HYP3RV3LOCITY: Stack Buffer Overflow Primer: Stack and Assembly in x86

Introduction

A buffer overflow is a very well-known vulnerability that occurs when it is possible to put more data into a buffer than that buffer can hold. In the coming tutorials, we will learn about this vulnerability and how it can be exploited. In this tutorial, however, we will go over some concepts that will be necessary to know in order to understand the buffer overflow.

The Stack Structure

The stack is a data structure that holds information about functions while the program is executing. Whenever a function is called, a new stack frame is pushed onto the stack. When the function is finished executing, its stack frame is popped off the stack. Consider the following program

#include <stdio.h>

int first(int f1, int f2, int f3);
void second(int s1, char s2);

int main(){
 first(1,2,3);
 second (4,'a');
 return 0;
}

int first(int f1, int f2, int f3){
 printf("My numbers: %d, %d, and %d\n", f1,f2,f3);
 int sum = f1 + f2 +f3;
 return sum;
}

void second(int s1, char s2){
 s1++;
}

There are four functions: main(), first(), second(), and printf(). When the program first starts, there is one stack frame on the stack for main(). Then when the program gets to first(), it puts another stack frame on main()'s frame. Then when it gets to printf, it puts the another frame on top of the one for first. When printf finishes printing, the printf frame gets popped off leaving just main and first.
Below is a depiction of how the stack frames would look like during the execution of the program.

                      |printf|                                                  low addresses
                     --------
           |first|    |first|    |first|              |second|
          --------   --------   --------   --------   --------   
|main| --> |main| --> |main| --> |main| --> |main| --> |main| --> |main|        high addresses

Notice that the frames get put on top of the previous frame. This is because the stack data structure works in a First In Last Out (FILO) structure (aka Last In First Out - LIFO), so the first frame that gets pushed onto the stack (main) is the last frame to pop off the stack. The stack also grows from high addresses to low addresses. Thus, the address of main()'s frame is higher than the address of printf(), for example.

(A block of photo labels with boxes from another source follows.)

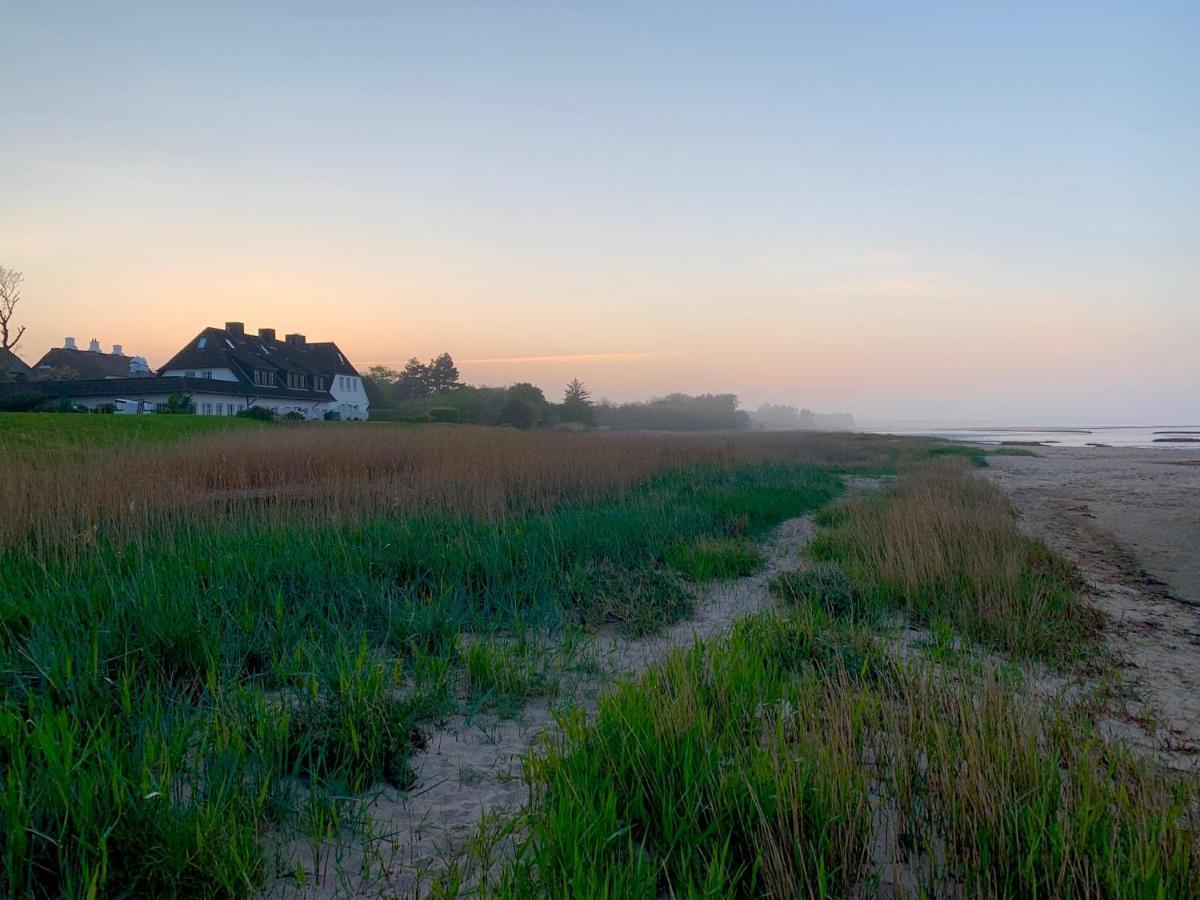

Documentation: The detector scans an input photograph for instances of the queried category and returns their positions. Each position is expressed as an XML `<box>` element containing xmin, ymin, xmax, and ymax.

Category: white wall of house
<box><xmin>162</xmin><ymin>368</ymin><xmax>238</xmax><ymax>382</ymax></box>
<box><xmin>329</xmin><ymin>376</ymin><xmax>371</xmax><ymax>420</ymax></box>
<box><xmin>71</xmin><ymin>391</ymin><xmax>247</xmax><ymax>415</ymax></box>
<box><xmin>251</xmin><ymin>397</ymin><xmax>330</xmax><ymax>419</ymax></box>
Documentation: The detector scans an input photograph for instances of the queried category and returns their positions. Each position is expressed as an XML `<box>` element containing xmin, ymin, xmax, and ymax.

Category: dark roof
<box><xmin>34</xmin><ymin>347</ymin><xmax>140</xmax><ymax>379</ymax></box>
<box><xmin>0</xmin><ymin>377</ymin><xmax>334</xmax><ymax>402</ymax></box>
<box><xmin>0</xmin><ymin>348</ymin><xmax>34</xmax><ymax>374</ymax></box>
<box><xmin>158</xmin><ymin>328</ymin><xmax>358</xmax><ymax>384</ymax></box>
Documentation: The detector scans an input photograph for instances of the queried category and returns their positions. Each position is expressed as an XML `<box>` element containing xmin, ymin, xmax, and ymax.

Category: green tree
<box><xmin>500</xmin><ymin>382</ymin><xmax>546</xmax><ymax>428</ymax></box>
<box><xmin>562</xmin><ymin>378</ymin><xmax>596</xmax><ymax>425</ymax></box>
<box><xmin>396</xmin><ymin>356</ymin><xmax>431</xmax><ymax>400</ymax></box>
<box><xmin>162</xmin><ymin>394</ymin><xmax>196</xmax><ymax>415</ymax></box>
<box><xmin>425</xmin><ymin>353</ymin><xmax>462</xmax><ymax>394</ymax></box>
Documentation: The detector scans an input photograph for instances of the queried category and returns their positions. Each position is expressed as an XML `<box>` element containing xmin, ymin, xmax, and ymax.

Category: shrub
<box><xmin>238</xmin><ymin>407</ymin><xmax>275</xmax><ymax>422</ymax></box>
<box><xmin>162</xmin><ymin>394</ymin><xmax>196</xmax><ymax>415</ymax></box>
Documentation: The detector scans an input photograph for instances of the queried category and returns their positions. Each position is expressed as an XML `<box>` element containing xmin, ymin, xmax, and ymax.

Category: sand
<box><xmin>986</xmin><ymin>448</ymin><xmax>1200</xmax><ymax>768</ymax></box>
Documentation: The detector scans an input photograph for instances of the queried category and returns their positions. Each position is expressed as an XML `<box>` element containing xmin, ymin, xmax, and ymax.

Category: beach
<box><xmin>988</xmin><ymin>446</ymin><xmax>1200</xmax><ymax>764</ymax></box>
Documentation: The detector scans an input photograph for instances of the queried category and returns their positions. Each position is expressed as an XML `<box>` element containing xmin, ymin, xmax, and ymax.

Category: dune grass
<box><xmin>496</xmin><ymin>607</ymin><xmax>1200</xmax><ymax>898</ymax></box>
<box><xmin>0</xmin><ymin>413</ymin><xmax>266</xmax><ymax>451</ymax></box>
<box><xmin>0</xmin><ymin>428</ymin><xmax>859</xmax><ymax>896</ymax></box>
<box><xmin>476</xmin><ymin>455</ymin><xmax>1200</xmax><ymax>898</ymax></box>
<box><xmin>809</xmin><ymin>458</ymin><xmax>1099</xmax><ymax>661</ymax></box>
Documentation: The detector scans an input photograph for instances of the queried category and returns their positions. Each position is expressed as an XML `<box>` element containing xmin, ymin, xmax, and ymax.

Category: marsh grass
<box><xmin>810</xmin><ymin>458</ymin><xmax>1099</xmax><ymax>662</ymax></box>
<box><xmin>482</xmin><ymin>458</ymin><xmax>1200</xmax><ymax>898</ymax></box>
<box><xmin>496</xmin><ymin>619</ymin><xmax>882</xmax><ymax>896</ymax></box>
<box><xmin>0</xmin><ymin>427</ymin><xmax>854</xmax><ymax>896</ymax></box>
<box><xmin>488</xmin><ymin>607</ymin><xmax>1200</xmax><ymax>898</ymax></box>
<box><xmin>666</xmin><ymin>538</ymin><xmax>763</xmax><ymax>582</ymax></box>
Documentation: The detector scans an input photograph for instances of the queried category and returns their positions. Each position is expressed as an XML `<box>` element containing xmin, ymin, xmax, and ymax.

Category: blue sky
<box><xmin>0</xmin><ymin>2</ymin><xmax>1200</xmax><ymax>421</ymax></box>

Detour into Registers and Assembly

Now that we understand how the stack changes during program execution, we now need to understand the stack frame. But before we can get into that, we need to talk about registers and the x86 instruction set.

Note: When talking about numerical values in assembly, we will always use base 16 numbers (ex: 0xAA, 0x14, 0x2FCD).

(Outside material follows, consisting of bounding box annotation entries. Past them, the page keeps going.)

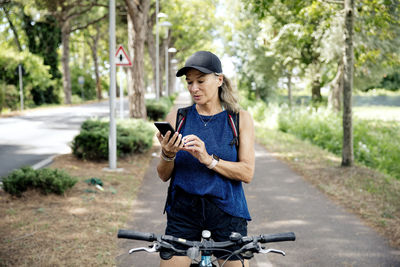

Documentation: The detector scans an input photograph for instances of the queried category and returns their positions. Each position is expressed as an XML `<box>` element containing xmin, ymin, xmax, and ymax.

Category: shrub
<box><xmin>146</xmin><ymin>97</ymin><xmax>173</xmax><ymax>121</ymax></box>
<box><xmin>3</xmin><ymin>167</ymin><xmax>78</xmax><ymax>196</ymax></box>
<box><xmin>278</xmin><ymin>108</ymin><xmax>400</xmax><ymax>179</ymax></box>
<box><xmin>72</xmin><ymin>119</ymin><xmax>154</xmax><ymax>160</ymax></box>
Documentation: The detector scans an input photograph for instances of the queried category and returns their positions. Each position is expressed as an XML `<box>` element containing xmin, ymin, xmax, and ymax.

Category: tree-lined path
<box><xmin>0</xmin><ymin>101</ymin><xmax>126</xmax><ymax>177</ymax></box>
<box><xmin>117</xmin><ymin>93</ymin><xmax>400</xmax><ymax>267</ymax></box>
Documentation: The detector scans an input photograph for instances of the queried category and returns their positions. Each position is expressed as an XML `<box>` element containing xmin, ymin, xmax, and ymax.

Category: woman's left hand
<box><xmin>182</xmin><ymin>134</ymin><xmax>212</xmax><ymax>165</ymax></box>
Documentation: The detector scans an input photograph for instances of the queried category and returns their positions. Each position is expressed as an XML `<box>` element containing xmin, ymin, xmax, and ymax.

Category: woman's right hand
<box><xmin>156</xmin><ymin>131</ymin><xmax>183</xmax><ymax>158</ymax></box>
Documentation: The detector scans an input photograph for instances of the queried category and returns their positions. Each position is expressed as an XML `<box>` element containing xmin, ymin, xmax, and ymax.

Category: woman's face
<box><xmin>186</xmin><ymin>69</ymin><xmax>223</xmax><ymax>105</ymax></box>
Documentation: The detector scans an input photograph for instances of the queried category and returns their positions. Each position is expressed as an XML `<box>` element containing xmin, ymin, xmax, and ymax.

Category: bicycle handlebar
<box><xmin>118</xmin><ymin>230</ymin><xmax>296</xmax><ymax>260</ymax></box>
<box><xmin>118</xmin><ymin>230</ymin><xmax>157</xmax><ymax>242</ymax></box>
<box><xmin>260</xmin><ymin>232</ymin><xmax>296</xmax><ymax>243</ymax></box>
<box><xmin>118</xmin><ymin>230</ymin><xmax>296</xmax><ymax>248</ymax></box>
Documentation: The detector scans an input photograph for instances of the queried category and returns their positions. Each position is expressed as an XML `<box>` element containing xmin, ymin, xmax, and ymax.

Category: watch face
<box><xmin>213</xmin><ymin>154</ymin><xmax>219</xmax><ymax>161</ymax></box>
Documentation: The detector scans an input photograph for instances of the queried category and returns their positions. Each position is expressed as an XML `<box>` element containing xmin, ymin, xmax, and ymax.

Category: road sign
<box><xmin>115</xmin><ymin>45</ymin><xmax>132</xmax><ymax>67</ymax></box>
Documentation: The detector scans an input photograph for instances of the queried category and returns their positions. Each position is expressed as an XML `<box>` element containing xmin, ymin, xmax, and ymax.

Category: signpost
<box><xmin>108</xmin><ymin>0</ymin><xmax>117</xmax><ymax>170</ymax></box>
<box><xmin>17</xmin><ymin>64</ymin><xmax>25</xmax><ymax>111</ymax></box>
<box><xmin>115</xmin><ymin>45</ymin><xmax>132</xmax><ymax>119</ymax></box>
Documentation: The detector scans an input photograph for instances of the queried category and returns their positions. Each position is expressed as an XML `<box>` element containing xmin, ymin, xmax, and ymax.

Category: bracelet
<box><xmin>160</xmin><ymin>149</ymin><xmax>176</xmax><ymax>161</ymax></box>
<box><xmin>207</xmin><ymin>154</ymin><xmax>219</xmax><ymax>170</ymax></box>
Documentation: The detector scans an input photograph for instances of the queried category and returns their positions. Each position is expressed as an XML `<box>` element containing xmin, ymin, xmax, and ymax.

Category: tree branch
<box><xmin>319</xmin><ymin>0</ymin><xmax>344</xmax><ymax>5</ymax></box>
<box><xmin>70</xmin><ymin>13</ymin><xmax>108</xmax><ymax>33</ymax></box>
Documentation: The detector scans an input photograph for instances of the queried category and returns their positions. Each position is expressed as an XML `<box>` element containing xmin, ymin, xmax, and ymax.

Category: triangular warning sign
<box><xmin>115</xmin><ymin>45</ymin><xmax>132</xmax><ymax>66</ymax></box>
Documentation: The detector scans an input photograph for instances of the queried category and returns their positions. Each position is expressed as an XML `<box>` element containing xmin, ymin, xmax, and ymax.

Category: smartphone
<box><xmin>154</xmin><ymin>121</ymin><xmax>175</xmax><ymax>139</ymax></box>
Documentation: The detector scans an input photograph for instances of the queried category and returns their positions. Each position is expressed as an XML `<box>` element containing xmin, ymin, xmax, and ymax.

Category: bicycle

When we program, we have our high level C code, but when we compile it, it becomes machine code. Assembly is an interpretation of machine code (opcode) that makes it human readable. There are two main flavors/syntax of assembly: intel and At&T. We will use intel in this tutorial.

An assembly program is comprised of a series of instructions that the CPU executes. Each instruction is made of a mnemonic, a source operand, and a destination operand. The syntax for an instruction is

mnemonic destination_operand source_operand
  mov             eax,             0x55

Here, we are moving the value 0x55 into the register, eax.

A register is a data storage that the program uses to help execute the program. In the x86 processor, we have general, segment, status, and instruction registers.

For now, we only really need to worry about the general registers: EAX, EBX, ECX, EDX, EBP, ESP, ESI, EDI. Each of these registers have 32 bits of memory (or 4 bytes), and they can be referenced by their lower 16 bits, AX, BX, CX, DX, BP, SP, SI. So for example if EAX contains the 32 bit value: 0x12345678. Then AX would contain 0x5678.

For AX, BX, CX, and DX, we can also refer to their higher and lower 8 bits. For AX from the same example, the higher 8 bits, AH, would contain 0x56, and the lower 8 bits, AL, contain 0x78.

A register can hold both values and addresses.

  mov             eax,             0x080483fc
  mov             ebx,             [eax]

In the first line, we move the value 0x080483fc into eax. In the next line, we move the value at the address contained in eax to ebx. So if the address 0x080483fc contained the value 0x5, then we would be moving 0x5 into ebx.

For the purpose of understanding stacks, there are three registers we need to know about: EBP, ESP, and EIP.

EIP is the instruction pointer, and it contains the memory address of the next instruction that the program will execute. In other words, it points to the next instruction that we are executing. When we call a function, EIP gets the address of the function's first instruction. When we later talk about exploiting buffer overflows, our objective will be to control EIP so that we can tell the program what instructions we want it to execute.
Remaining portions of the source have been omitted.